Legal tender – the limits
The answer to all these questions lies with the South African Reserve Bank’s policy on what or what is not “legal tender”. If it is, you must accept it. With banknotes, any amount may be tendered, but with coins the following limits apply for each individual transaction-
In R1, R2 or R5 coins: R50.
In 10c, 20c or 50c coins: R5.
In 5c coins or less (no longer being minted, but still legal tender): 50c.
You can report transgressors (reports of shops refusing to accept 5c coins have been circulating since minting of them stopped in 2012) to the Reserve Bank at 086 112 7272.
Bitcoin: What’s the Buzz?
Bitcoin on the other hand is a very different animal – it’s the most used virtual currency and it’s giving governments sleepless nights. Decentralised, borderless, neither linked to nor controlled by any bank or banking authority, it lends itself to anonymity (more correctly “pseudonomy”) and a kind of Cyber Wild West – with no law-enforcing Sheriff in sight. That may change as authorities increase their efforts to regulate it – or at least to monitor it for financial crime like money laundering, tax evasion, breach of exchange control regulations etc – but it remains to be seen how successful they will be.

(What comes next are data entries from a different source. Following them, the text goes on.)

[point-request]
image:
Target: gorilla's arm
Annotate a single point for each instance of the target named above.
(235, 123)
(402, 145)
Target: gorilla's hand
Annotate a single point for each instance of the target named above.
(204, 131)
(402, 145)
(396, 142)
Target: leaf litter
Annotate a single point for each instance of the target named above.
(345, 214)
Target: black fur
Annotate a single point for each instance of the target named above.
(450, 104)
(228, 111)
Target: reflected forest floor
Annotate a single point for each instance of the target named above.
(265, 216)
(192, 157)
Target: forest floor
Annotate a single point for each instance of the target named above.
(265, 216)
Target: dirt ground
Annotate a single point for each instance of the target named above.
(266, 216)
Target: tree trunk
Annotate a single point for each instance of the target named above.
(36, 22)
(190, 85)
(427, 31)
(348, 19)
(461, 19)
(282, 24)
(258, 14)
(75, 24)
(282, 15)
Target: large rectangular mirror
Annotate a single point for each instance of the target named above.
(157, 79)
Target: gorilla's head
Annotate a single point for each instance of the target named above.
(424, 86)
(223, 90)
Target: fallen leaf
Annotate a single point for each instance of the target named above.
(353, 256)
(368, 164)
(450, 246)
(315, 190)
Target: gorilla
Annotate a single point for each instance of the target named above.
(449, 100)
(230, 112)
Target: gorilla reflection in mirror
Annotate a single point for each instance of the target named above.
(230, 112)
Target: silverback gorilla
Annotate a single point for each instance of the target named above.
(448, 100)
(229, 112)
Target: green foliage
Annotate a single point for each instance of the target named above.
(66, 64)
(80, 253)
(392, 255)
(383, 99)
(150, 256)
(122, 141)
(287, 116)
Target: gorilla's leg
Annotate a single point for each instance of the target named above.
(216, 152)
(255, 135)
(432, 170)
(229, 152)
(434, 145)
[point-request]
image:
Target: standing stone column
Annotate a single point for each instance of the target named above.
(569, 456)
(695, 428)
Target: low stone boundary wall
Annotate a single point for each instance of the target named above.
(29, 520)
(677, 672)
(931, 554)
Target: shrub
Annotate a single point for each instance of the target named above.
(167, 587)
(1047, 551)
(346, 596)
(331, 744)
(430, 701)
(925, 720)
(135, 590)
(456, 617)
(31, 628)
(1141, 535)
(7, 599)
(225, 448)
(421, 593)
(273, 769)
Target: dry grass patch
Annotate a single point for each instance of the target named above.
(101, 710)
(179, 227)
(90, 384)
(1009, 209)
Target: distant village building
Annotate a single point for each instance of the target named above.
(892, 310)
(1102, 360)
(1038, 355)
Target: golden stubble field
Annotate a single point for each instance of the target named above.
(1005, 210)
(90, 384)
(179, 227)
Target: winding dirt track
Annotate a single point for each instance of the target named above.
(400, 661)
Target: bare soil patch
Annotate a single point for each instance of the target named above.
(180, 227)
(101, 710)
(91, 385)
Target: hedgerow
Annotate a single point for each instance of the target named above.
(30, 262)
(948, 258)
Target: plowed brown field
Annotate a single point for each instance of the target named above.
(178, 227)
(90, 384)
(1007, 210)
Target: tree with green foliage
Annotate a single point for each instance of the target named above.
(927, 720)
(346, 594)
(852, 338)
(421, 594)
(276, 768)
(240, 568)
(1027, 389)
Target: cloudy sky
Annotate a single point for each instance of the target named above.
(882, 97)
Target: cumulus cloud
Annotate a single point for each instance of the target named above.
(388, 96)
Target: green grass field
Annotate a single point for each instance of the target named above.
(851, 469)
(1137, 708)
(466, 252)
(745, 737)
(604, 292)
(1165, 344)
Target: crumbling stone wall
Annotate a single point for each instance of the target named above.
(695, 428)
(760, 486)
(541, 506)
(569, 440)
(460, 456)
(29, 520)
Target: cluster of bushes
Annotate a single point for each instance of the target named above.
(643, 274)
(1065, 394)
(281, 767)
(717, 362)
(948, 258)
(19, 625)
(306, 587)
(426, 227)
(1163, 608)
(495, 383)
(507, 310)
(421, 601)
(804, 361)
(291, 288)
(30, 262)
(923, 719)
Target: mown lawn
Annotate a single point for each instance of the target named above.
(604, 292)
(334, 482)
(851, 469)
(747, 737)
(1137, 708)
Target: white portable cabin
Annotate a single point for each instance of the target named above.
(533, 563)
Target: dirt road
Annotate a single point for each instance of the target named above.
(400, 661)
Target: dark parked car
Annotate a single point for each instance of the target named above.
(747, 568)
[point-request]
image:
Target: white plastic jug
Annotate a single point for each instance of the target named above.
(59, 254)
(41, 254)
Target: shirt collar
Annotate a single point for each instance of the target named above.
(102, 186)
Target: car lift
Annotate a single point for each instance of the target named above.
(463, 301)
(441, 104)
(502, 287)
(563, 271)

Here in South Africa, Bitcoin is currently –
Perfectly legal to use, but not “legal tender”, so no one can force you to accept it as payment. If you do, be sure to comply with FICA and other local regulations (take advice in any doubt).
Packed with potential. We are all feeling our way on this one, and as always, great opportunity and great risk walk with us hand-in-hand. If you invest in Bitcoins – and some investors have made fortunes doing so – beware of possible grey areas around tax treatment and exchange control laws.
Very much accepted and used at your own “sole and independent risk” (quote from SA Reserve Bank). You have zero legal protection, no guarantee of value, convertibility or stability, and exposure to hacks, fraud and theft. Bitcoin enthusiasts refute many of these supposed risks but for now it seems safer to proceed on the basis that you could lose everything in the blink of an eye or you could make a fortune; no one really knows.